After some days at home he will then travel to the Paris hospital to receive the rehabilitation treatment of Dr Gerard Saillant, who has treated Michael Schumacher and Ronaldo in the past.
"His condition is appropriate, he does not have any serious neurological symptoms at the moment. I think the early phases of rehabilitation can start now," AEK neurologist Attila Toth added.
Earlier, in his daily media update, the Ferrari driver's personal doctor Dino Altman said Massa looked "like a boxer" but was recovering well.
"He talks a lot and is cracking jokes," Altman said, revealing that when he heard Schumacher would replace him at Valencia, Massa answered: "We'll see if I let him drive my car!"

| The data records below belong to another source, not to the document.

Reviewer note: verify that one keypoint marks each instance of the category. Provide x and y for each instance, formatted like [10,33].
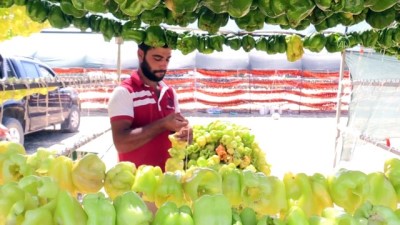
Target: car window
[7,68]
[45,72]
[30,70]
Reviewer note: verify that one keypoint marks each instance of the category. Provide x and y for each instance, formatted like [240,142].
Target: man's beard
[144,66]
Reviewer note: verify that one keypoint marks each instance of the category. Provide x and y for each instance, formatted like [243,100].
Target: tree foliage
[15,22]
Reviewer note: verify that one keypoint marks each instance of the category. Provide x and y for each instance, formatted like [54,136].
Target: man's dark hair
[142,46]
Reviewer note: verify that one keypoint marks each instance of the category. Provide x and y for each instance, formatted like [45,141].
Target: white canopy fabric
[89,50]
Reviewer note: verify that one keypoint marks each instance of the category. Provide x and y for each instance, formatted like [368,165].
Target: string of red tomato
[326,105]
[232,93]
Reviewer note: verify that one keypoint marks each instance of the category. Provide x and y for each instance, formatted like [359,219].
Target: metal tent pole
[119,41]
[338,105]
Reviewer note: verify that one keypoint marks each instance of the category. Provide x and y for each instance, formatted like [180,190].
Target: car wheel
[15,130]
[71,124]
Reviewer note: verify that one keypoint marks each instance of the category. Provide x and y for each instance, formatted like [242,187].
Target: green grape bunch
[218,143]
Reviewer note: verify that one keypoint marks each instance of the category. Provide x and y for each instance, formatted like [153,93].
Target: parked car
[36,111]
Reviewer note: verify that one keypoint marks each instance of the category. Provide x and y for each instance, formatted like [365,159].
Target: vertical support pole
[339,105]
[119,41]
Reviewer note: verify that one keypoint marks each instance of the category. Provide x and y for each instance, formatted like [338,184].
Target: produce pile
[45,188]
[140,21]
[215,144]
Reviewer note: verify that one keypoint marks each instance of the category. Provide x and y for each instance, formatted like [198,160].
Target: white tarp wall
[374,109]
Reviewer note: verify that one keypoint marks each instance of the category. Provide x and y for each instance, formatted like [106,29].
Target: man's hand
[175,122]
[185,134]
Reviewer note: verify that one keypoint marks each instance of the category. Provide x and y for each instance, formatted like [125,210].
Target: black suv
[35,110]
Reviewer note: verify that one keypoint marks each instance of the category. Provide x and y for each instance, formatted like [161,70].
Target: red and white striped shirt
[135,101]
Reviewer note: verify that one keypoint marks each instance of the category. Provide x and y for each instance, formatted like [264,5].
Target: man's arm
[127,139]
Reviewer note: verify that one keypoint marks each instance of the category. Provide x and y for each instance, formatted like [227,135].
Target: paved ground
[296,143]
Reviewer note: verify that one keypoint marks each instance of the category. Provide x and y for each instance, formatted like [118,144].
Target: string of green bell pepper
[99,209]
[132,210]
[170,189]
[212,209]
[348,188]
[170,214]
[119,179]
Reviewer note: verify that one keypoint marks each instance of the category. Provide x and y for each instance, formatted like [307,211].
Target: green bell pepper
[68,8]
[94,22]
[353,6]
[298,10]
[181,6]
[155,16]
[155,36]
[198,181]
[37,216]
[187,43]
[134,8]
[248,216]
[231,183]
[348,188]
[210,21]
[217,42]
[88,174]
[212,210]
[204,45]
[392,172]
[170,214]
[382,5]
[171,38]
[315,42]
[99,209]
[333,43]
[294,47]
[320,189]
[81,23]
[14,167]
[369,38]
[107,28]
[147,179]
[61,172]
[276,44]
[299,193]
[235,8]
[261,44]
[248,42]
[323,5]
[317,15]
[233,41]
[239,8]
[296,216]
[254,20]
[133,34]
[182,20]
[38,10]
[380,20]
[273,8]
[170,189]
[6,3]
[132,210]
[376,214]
[271,220]
[119,179]
[10,195]
[68,210]
[265,194]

"Racing is all he can think of," Dr Altman added.
"There's nothing to worry about, and no further operations are forecast. He remembers everything starting from Saturday, except for the crash of which he can't remember anything.
"He knows what day is today, and he also knows that for two or three days he wasn't conscious, and he can remember his position in qualifying prior to the accident," Altman said.